Q: You see that in your programs?
A: Yes, if they leave before we think they should, they wind up back in prison, or back with the same kind of guy that got them in the position they are in now.
Q: How do you provide job training?
A: That’s a constant challenge. I’m always trying to drum up job placements, skills training, all that. … So three years ago I started a chocolate factory upstairs. And it’s provided training for people, plus four permanent jobs for people who have gone through our program. …
Q: You created the jobs right here?
A: Right. It’s working out great. It’s called Chocolate On a Mission. … If I’m able to raise the money, I’d like to start more small businesses so that we can offer more direct training, and more permanent jobs. Because once they develop enough skills to be able to hold a job, they need to be able to find one that pays enough for a decent life …

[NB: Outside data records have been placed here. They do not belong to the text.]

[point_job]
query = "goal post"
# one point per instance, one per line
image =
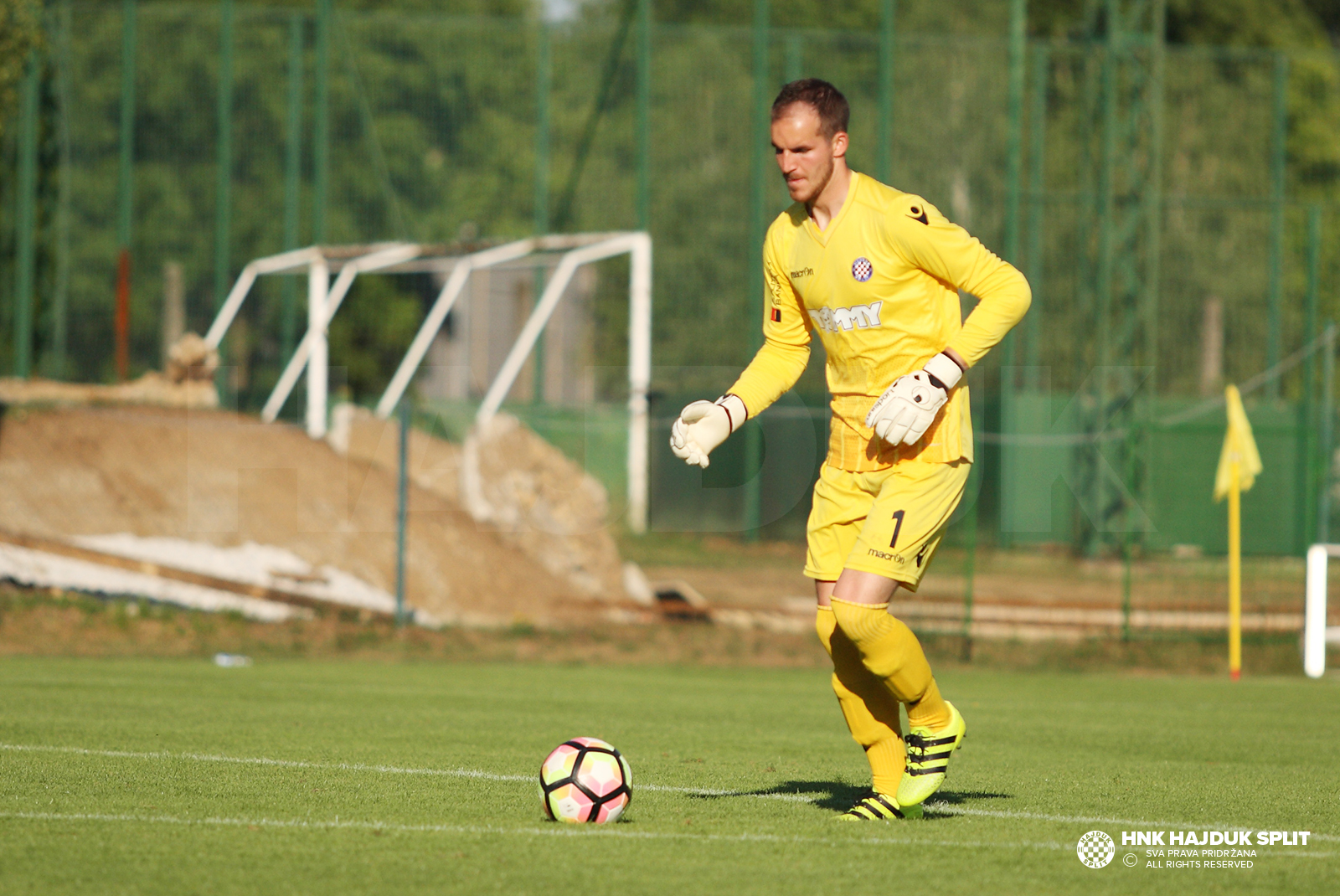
(1317, 634)
(348, 261)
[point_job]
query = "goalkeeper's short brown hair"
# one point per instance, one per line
(826, 100)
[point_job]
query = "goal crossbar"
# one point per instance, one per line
(325, 299)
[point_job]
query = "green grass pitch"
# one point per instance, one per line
(180, 777)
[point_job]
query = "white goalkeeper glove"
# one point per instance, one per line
(705, 425)
(908, 408)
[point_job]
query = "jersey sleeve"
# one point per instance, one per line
(930, 241)
(786, 339)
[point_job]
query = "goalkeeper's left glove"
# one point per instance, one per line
(705, 425)
(908, 408)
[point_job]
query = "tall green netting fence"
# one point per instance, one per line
(372, 126)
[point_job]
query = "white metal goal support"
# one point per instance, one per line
(636, 244)
(1317, 635)
(323, 301)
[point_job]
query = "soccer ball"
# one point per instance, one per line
(586, 780)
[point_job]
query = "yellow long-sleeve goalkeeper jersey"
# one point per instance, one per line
(881, 287)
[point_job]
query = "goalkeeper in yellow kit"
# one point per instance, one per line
(875, 272)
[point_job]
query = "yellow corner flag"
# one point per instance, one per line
(1240, 462)
(1239, 449)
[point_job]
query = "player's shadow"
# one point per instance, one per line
(961, 797)
(839, 796)
(827, 795)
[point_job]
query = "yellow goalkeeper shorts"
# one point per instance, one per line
(886, 521)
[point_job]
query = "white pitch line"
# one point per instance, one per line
(564, 831)
(384, 769)
(935, 808)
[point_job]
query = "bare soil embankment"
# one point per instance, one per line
(225, 480)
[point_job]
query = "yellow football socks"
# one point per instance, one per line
(870, 710)
(894, 655)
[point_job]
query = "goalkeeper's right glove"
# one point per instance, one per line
(705, 425)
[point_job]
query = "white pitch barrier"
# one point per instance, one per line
(1317, 635)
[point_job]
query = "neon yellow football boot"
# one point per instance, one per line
(877, 806)
(928, 759)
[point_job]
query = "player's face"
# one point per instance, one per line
(804, 156)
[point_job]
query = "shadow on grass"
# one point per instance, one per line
(839, 796)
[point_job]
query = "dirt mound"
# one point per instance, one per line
(511, 481)
(151, 389)
(225, 480)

Q: It’s challenging, though. I know River of Life doesn’t always have the support of the neighbors.
A: … We’re not very well liked here by a lot of the business people. They think that if we weren’t here, then the homeless people would not be in this area, which I don’t believe is true. I tell people, look, this isn’t "Field of Dreams." We didn’t build it and they came. They were here and we came. I’m sympathetic to the concerns. I was a businessman. … We try to do the best we can. We say, "Look guys … don’t block the sidewalk, work with us here." If you talk to people in the street, most will tell you that we treat people with respect. We refer to them as our guests. Except for breakfast, all of our meals are served to them at the table. They don’t go through a line. They sit at a table, somebody brings their plate, somebody pours their drink.

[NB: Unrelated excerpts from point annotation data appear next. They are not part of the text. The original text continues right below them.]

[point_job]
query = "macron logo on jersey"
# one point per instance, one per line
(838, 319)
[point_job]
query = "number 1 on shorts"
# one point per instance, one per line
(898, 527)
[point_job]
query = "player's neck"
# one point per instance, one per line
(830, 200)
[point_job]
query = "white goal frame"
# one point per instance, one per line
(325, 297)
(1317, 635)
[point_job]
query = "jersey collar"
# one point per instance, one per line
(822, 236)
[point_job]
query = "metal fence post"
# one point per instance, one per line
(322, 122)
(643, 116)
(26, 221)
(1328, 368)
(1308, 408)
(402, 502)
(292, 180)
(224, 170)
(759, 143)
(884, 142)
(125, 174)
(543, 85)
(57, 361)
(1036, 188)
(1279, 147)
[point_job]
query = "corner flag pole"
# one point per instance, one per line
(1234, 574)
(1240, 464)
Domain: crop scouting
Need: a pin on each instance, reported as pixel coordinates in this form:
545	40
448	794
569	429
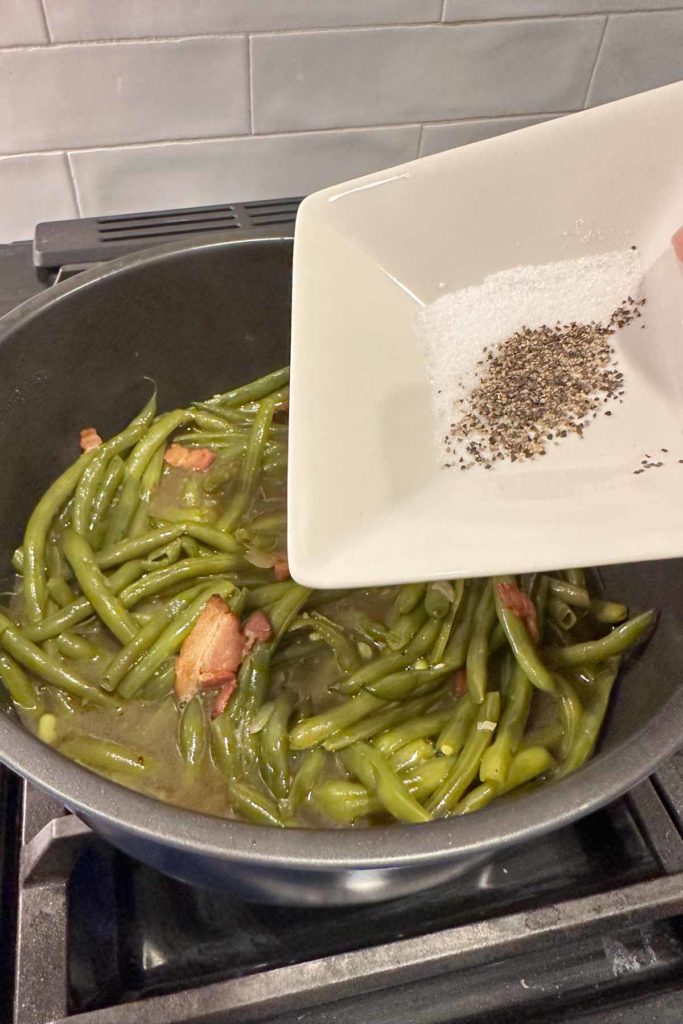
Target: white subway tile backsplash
381	76
470	10
73	19
639	51
22	23
435	138
158	177
61	96
33	188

Q: It’s about human dignity?
A: Yes. We are all worthy.
Q: You mentioned getting nasty notes sometimes, from people who don’t sign their names. What would you say to those people if you could?
A: I would say that first of all they don’t understand the depth of the problem. … We hear it said, ‘By the grace of God there go I.’ It’s true. I would say: Open your heart. And if you just won’t, OK, don’t help, don’t give. But don’t write a nasty note. Especially when you don’t know anything about these people.